Metrics are calculated "per feed", and so related structures are passed into functions for similar reasons as logging.
-
Dependencies are usually "injected" into functions as manual function arguments [often inside the
context
variable].-
To aid explicitness: the "algorithmic", long-running and asynchronous nature of the problem, means there are a lot of implicit requirements on each line of code on what came before, potentially hours ago. It's therefore more important to not make this "even worse".
-
This then helps for the future. Refactoring and changes are, usually, safer if for every function everything it depends on is explicit in its argument list, and its effect is by its return value [or what it does to things in its argument list]. This can be "more to take in" at first glance, but it's things that are important to understand anyway.

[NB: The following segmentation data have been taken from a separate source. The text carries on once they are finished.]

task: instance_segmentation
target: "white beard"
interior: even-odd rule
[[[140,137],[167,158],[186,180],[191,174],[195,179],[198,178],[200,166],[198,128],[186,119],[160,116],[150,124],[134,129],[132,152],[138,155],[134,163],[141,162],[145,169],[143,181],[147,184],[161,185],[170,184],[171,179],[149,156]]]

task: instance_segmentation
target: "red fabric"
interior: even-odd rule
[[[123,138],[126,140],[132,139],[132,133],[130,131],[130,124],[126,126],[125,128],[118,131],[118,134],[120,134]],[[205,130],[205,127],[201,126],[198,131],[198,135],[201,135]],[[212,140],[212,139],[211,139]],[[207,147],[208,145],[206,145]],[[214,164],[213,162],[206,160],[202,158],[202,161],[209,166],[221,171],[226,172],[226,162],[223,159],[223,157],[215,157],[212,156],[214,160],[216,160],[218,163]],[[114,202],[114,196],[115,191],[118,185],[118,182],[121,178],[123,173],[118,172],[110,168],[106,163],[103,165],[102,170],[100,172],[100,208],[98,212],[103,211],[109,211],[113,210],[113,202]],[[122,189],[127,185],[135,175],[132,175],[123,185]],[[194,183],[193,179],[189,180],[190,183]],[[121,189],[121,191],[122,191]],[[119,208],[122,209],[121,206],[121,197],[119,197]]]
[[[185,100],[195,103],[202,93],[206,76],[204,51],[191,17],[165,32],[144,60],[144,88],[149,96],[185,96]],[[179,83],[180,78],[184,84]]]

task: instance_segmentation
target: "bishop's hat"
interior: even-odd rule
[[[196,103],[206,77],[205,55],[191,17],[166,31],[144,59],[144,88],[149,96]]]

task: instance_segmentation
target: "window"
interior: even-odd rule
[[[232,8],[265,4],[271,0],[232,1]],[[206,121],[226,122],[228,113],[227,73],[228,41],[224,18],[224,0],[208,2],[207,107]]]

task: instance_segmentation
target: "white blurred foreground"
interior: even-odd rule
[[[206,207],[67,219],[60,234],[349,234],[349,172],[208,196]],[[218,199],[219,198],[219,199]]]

Put another way, this project is complex due to unavoidable dependencies between bits of code; all thing being equal, it's better to deal with the complexity up-front than after a bug has been introduced into production.
-
-
Tests are "end to end": it would be error-prone and time consuming to manually go through the many important asynchronous edge cases, such as the "eventual" recovery after a failure of a source feed or Elasticsearch.
The tests allow refactoring, and are correctly sensitive to broken behaviour. However, there are downsides. They often offer little information on what is broken. This is compounded by the self-correcting nature of the code: it attempts to recover after exceptions, and so the tests may just sit there. Another downside is that each test requires a lot of setup: source feeds, Elasticsearch, Redis, and uses a HTTP client to query for data that often has to poll until a condition is met.